攀爬行为预警方法和装置、电子设备、存储介质 技术领域
本公开涉及数据处理技术领域,尤其涉及一种攀爬行为预警方法和装置、电子设备、存储介质。
背景技术
随着景区内的游客数量的增加,游客不文明行为也随之增加,例如涂鸦文物、攀爬雕塑等。以攀爬雕塑为例,在攀爬过程中可能损坏雕塑,也有可能会伤害到游客自身,同时给其他游客造成不好的影响。
为及时发现并解决上述不文明行为,现有景区内通常安装视频监控***,由安保人员实时的盯着监控显示屏幕,达到及时发现不文明行为。

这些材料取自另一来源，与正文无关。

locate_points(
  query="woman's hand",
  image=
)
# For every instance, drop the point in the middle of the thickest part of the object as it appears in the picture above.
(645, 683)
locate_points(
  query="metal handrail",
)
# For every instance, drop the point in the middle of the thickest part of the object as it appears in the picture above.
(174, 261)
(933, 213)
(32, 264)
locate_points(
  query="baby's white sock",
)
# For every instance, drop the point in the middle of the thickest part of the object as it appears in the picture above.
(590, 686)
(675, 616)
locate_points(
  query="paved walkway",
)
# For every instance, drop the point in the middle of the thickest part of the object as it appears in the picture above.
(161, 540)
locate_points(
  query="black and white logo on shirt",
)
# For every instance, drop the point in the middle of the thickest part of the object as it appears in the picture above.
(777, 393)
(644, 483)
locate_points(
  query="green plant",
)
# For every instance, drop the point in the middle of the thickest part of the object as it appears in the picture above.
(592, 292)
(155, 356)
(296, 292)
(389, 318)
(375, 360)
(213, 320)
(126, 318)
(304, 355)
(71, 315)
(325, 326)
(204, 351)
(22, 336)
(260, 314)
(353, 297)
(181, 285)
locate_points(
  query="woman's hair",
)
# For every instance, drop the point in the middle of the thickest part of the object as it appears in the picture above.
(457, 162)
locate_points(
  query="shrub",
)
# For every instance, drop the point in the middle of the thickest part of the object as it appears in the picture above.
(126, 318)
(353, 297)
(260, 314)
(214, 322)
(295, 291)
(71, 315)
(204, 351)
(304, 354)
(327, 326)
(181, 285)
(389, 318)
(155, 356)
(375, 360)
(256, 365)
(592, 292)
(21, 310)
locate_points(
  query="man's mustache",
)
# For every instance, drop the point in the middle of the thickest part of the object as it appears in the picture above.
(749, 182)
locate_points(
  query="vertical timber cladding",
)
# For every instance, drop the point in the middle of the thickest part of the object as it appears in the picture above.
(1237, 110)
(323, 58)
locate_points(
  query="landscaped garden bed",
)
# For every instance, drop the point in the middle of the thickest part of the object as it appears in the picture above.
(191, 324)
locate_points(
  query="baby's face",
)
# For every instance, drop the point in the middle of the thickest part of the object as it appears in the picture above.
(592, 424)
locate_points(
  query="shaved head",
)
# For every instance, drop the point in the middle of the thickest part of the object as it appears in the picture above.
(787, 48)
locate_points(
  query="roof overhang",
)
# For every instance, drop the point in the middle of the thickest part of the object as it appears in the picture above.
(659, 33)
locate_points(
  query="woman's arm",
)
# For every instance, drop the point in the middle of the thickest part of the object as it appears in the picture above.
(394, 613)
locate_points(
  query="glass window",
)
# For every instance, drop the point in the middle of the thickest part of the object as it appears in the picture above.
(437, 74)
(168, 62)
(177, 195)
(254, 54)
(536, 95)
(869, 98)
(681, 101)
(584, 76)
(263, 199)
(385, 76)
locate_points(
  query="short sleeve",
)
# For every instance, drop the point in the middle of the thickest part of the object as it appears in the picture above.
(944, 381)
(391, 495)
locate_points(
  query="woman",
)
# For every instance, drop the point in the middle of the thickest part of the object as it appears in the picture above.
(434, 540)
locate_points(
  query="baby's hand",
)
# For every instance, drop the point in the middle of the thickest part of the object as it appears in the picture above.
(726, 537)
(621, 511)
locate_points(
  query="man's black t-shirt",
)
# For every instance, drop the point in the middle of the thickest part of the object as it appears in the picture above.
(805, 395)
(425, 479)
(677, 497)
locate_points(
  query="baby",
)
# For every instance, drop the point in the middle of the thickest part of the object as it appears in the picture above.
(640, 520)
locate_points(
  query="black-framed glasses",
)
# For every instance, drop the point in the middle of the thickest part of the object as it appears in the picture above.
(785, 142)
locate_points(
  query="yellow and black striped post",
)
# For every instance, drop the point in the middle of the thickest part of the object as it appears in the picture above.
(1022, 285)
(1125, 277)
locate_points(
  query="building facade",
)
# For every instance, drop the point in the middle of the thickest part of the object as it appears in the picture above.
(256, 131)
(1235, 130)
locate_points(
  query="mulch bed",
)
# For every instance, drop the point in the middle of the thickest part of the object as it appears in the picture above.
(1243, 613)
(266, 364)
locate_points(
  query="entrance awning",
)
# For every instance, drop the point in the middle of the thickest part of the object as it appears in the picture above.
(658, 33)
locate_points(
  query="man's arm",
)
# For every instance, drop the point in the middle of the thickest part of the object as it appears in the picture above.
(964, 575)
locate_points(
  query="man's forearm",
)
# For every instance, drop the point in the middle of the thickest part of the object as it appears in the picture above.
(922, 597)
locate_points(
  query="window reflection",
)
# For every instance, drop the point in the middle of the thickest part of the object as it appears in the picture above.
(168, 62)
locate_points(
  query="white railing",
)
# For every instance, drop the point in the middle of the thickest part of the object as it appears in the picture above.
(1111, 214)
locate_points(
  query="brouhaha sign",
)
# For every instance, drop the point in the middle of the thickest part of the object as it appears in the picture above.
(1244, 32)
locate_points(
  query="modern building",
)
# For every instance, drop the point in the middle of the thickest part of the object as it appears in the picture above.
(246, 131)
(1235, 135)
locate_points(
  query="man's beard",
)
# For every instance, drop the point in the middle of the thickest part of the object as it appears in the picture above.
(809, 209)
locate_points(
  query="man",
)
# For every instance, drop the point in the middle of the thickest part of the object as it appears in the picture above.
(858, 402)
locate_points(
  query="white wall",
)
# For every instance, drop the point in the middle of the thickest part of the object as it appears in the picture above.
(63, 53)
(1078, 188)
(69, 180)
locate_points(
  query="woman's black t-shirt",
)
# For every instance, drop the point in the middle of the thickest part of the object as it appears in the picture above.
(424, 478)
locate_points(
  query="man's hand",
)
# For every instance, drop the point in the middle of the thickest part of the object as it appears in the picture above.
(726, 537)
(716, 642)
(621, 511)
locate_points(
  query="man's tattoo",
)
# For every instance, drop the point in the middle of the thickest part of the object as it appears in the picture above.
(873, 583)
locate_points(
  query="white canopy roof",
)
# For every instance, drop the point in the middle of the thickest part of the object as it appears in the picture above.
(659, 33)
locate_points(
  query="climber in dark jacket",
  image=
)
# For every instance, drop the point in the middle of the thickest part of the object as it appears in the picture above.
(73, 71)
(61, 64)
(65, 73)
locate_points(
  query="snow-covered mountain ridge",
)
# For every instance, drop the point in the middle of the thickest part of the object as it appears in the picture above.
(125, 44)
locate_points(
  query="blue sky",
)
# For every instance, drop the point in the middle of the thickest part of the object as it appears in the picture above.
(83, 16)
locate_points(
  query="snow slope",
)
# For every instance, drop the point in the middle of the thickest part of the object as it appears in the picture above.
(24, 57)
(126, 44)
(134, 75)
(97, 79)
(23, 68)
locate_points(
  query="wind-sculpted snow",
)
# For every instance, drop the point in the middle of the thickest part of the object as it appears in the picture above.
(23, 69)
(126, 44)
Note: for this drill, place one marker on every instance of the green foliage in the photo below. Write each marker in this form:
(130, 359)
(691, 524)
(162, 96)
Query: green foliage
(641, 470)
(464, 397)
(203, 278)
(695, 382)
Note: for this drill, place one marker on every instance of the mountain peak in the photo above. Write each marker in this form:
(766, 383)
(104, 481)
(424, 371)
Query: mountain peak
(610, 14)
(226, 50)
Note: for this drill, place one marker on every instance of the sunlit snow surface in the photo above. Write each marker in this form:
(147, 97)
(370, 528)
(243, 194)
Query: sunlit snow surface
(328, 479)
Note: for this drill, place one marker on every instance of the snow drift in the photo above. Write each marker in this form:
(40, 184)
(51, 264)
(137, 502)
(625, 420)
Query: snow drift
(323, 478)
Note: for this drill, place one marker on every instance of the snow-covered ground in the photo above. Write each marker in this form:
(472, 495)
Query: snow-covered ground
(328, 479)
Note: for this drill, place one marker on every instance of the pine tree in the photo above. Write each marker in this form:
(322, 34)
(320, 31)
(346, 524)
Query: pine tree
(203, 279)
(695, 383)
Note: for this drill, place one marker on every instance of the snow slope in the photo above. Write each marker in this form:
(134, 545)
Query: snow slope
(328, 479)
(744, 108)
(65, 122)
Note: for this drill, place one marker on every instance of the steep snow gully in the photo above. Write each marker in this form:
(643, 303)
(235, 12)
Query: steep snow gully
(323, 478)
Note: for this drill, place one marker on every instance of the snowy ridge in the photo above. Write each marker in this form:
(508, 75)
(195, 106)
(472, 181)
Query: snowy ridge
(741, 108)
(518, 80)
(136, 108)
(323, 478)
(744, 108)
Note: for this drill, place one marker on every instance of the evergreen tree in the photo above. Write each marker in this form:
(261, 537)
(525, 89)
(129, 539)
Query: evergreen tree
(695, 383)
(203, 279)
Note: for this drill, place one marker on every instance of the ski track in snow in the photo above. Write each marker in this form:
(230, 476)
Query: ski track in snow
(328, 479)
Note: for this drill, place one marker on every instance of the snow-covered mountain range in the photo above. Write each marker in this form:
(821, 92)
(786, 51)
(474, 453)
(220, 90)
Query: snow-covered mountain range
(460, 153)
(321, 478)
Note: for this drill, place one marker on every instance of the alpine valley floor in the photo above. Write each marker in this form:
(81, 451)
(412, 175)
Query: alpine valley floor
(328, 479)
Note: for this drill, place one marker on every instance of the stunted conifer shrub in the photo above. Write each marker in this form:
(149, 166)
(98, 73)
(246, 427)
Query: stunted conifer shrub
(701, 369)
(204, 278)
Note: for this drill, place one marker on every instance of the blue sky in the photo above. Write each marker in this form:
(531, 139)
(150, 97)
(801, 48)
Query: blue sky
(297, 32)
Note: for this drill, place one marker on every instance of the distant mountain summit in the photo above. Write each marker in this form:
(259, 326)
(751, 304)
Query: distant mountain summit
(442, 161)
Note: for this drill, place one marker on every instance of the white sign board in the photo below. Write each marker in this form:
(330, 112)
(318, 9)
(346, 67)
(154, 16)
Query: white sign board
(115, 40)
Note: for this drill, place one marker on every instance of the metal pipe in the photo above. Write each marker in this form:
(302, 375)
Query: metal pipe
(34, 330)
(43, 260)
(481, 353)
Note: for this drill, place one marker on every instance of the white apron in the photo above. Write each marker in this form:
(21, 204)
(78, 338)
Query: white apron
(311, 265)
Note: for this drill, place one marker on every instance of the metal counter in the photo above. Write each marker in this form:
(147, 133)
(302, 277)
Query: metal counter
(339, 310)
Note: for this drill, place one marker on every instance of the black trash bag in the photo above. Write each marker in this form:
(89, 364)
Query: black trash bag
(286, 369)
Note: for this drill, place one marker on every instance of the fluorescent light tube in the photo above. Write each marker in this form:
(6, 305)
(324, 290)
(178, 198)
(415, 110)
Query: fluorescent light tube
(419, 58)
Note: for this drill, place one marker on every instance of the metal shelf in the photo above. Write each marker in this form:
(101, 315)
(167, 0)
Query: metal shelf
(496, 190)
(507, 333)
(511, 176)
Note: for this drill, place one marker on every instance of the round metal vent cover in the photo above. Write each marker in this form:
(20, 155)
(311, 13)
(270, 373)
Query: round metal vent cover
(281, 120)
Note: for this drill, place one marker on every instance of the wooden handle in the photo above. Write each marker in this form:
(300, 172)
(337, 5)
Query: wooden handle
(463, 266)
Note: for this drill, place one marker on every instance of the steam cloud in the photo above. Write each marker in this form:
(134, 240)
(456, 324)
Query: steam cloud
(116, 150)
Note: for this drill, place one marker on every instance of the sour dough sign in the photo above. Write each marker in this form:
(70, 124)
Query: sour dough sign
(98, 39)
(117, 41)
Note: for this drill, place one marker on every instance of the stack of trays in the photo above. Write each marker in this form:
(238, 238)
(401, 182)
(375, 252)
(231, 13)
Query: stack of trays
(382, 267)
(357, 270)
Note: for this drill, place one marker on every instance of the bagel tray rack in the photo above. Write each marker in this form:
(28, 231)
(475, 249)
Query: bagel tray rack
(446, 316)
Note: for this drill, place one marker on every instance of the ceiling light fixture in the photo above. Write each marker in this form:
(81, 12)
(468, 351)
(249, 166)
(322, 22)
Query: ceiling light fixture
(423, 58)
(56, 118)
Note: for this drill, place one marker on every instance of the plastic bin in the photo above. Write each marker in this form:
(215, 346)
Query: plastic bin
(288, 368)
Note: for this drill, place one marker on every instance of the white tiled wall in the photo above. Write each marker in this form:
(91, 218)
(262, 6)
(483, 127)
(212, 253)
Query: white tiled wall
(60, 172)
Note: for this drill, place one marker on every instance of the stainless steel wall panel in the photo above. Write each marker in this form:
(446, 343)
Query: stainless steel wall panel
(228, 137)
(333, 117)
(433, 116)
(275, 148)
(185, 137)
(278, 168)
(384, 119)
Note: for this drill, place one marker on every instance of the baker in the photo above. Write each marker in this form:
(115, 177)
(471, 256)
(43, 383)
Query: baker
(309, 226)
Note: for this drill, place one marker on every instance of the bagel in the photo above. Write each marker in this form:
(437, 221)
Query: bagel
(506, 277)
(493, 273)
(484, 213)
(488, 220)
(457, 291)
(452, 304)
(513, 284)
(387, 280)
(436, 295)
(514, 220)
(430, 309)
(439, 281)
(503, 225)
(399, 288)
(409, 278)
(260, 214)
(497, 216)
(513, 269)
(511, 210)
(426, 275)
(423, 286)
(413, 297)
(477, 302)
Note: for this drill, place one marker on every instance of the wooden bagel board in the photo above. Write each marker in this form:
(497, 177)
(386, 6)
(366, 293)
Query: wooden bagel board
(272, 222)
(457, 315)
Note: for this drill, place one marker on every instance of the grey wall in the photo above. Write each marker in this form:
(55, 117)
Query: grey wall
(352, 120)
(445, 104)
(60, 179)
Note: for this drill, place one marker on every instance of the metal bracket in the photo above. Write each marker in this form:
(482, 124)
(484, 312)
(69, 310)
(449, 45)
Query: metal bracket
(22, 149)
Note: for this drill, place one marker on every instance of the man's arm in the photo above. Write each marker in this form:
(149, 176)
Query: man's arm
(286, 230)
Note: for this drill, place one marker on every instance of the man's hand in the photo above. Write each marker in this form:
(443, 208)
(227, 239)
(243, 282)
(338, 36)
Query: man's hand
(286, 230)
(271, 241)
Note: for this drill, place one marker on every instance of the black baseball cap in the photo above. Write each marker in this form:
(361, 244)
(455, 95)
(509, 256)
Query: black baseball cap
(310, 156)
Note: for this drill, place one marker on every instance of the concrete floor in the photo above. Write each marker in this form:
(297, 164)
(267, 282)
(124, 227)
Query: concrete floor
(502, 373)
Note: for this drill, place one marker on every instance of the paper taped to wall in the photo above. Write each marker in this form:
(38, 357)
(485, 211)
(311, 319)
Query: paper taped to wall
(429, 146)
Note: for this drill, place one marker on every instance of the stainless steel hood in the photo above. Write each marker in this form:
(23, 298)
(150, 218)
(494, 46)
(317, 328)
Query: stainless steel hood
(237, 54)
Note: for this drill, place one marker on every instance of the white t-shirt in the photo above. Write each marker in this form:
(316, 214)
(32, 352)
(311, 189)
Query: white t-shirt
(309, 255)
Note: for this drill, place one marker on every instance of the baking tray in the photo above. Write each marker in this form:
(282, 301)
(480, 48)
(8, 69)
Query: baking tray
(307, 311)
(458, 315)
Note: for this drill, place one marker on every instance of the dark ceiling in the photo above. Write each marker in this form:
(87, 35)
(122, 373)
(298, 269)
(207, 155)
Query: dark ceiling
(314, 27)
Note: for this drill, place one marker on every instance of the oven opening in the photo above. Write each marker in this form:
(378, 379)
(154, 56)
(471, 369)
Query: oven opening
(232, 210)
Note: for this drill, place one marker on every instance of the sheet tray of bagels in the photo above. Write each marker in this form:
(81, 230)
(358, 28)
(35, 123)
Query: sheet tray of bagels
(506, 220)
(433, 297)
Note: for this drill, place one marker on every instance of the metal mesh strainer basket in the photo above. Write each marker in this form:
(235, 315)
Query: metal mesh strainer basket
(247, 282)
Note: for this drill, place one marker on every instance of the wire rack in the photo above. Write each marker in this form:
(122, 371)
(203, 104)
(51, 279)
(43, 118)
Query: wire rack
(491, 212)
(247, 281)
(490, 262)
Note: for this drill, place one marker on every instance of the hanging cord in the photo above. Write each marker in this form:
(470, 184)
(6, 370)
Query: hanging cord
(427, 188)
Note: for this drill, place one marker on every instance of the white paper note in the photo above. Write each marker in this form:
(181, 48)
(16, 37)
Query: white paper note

然而,安保人员同时盯着多个场景极易造成疲劳,加之不文明行为是偶然现象,导致预警的准确度比较差。
发明内容
本公开提供一种攀爬行为预警方法和装置、电子设备、存储介质,以解决相关技术的不足。
根据本公开实施例的第一方面,提供一种攀爬行为预警方法,所述方法包括:
获取视频图像数据,所述视频图像数据包括被检测目标和至少一个对象;
当确定所述对象进入所述被检测目标对应的目标区域时,获取所述对象的行为信息;
当确定所述行为信息表征所述对象攀爬所述被检测目标时,标记所述对象所在视频帧。
可选地,确定所述对象进入所述被检测目标对应的目标区域,包括:
获取所述视频图像数据多视频帧中所述被检测目标所在的目标区域,以及获取目标对象所在的对象区域;所述目标对象的头部位于所述目标区域内;
获取所述对象区域和所述目标区域的时空关系;所述时空关系是指在不同时刻时所述对象区域和所述目标区域在空间上的相对位置关系;
当确定所述时空关系满足第一预设条件时,确定所述目标对象的进入所述目标区域;
第一预设条件包括以下至少一种:对象区域在目标区域之内且所述对象区域的底边与所述目标区域的底边的距离超过设定距离阈值,对象区域先后触碰所述目标区域的边缘和两条标识线且所述对象区域的底边与所述目标区域的底边的距离超过设定距离阈值;其中两条所述标识线设置在所述目标区域的连线与所述被检测目标之间。
可选地,所述时空关系包括以下至少一种:
对象区域在目标区域之内、对象区域先后触碰所述目标区域的边缘和两条标识线、对象区域先后触碰所述目标区域的两条标识线和边缘、对象区域的底边与目标区域的底边的距离超过设定距离阈值、对象区域的底边与目标区域的底边的距离小于设定距离阈值、对象区域在目标区域之外。
可选地,获取目标对象所在的对象区域,包括:
获取所述视频图像数据中多视频帧内各对象头部的位置和各对象所在的对象区域;
选取头部位于所述目标区域内的对象作为目标对象,并获取所述目标对象所在的对象区域。
可选地,获取所述视频图像数据中多视频帧内各对象头部的位置,包括:
获取所述多视频帧内各视频帧的预设图像特征;
基于所述预设图像特征识别当前视频帧中头部的识别位置,以及预测下一视频帧中头部的预测位置;
对所述识别位置和所述预测位置进行匹配,并当匹配通过后将所述预测位置更新为所述识别位置,获得相邻两帧视频帧中同一头部的位置。
可选地,获取所述对象的行为信息,包括:
获取所述视频图像数据多视频帧中目标对象的行为信息关键部位的位置;所述目标对象的头部位于所述目标区域内;所述行为信息包括人体姿态;
按照预设的表述顺序,将各视频帧中行为信息关键部位生成一维向量;
将各视频帧中对应一维向量进行级联,得到一帧RGB图像;所述RGB图像中RGB通道分别对应每个行为信息关键部位的xyz轴坐标;
根据所述RGB图像获取所述目标对象的行为信息。
可选地,确定所述行为信息表征所述对象攀爬所述被检测目标,包括:
基于所述行为信息确定目标对象的指定部位的位置;所述行为信息包括人体姿态;
当所述指定部位的位置位于所述目标区域之内且与所述目标区域的底边的距离超过设定距离阈值时,确定所述行为信息表征所述目标对象攀爬所述被检测目标。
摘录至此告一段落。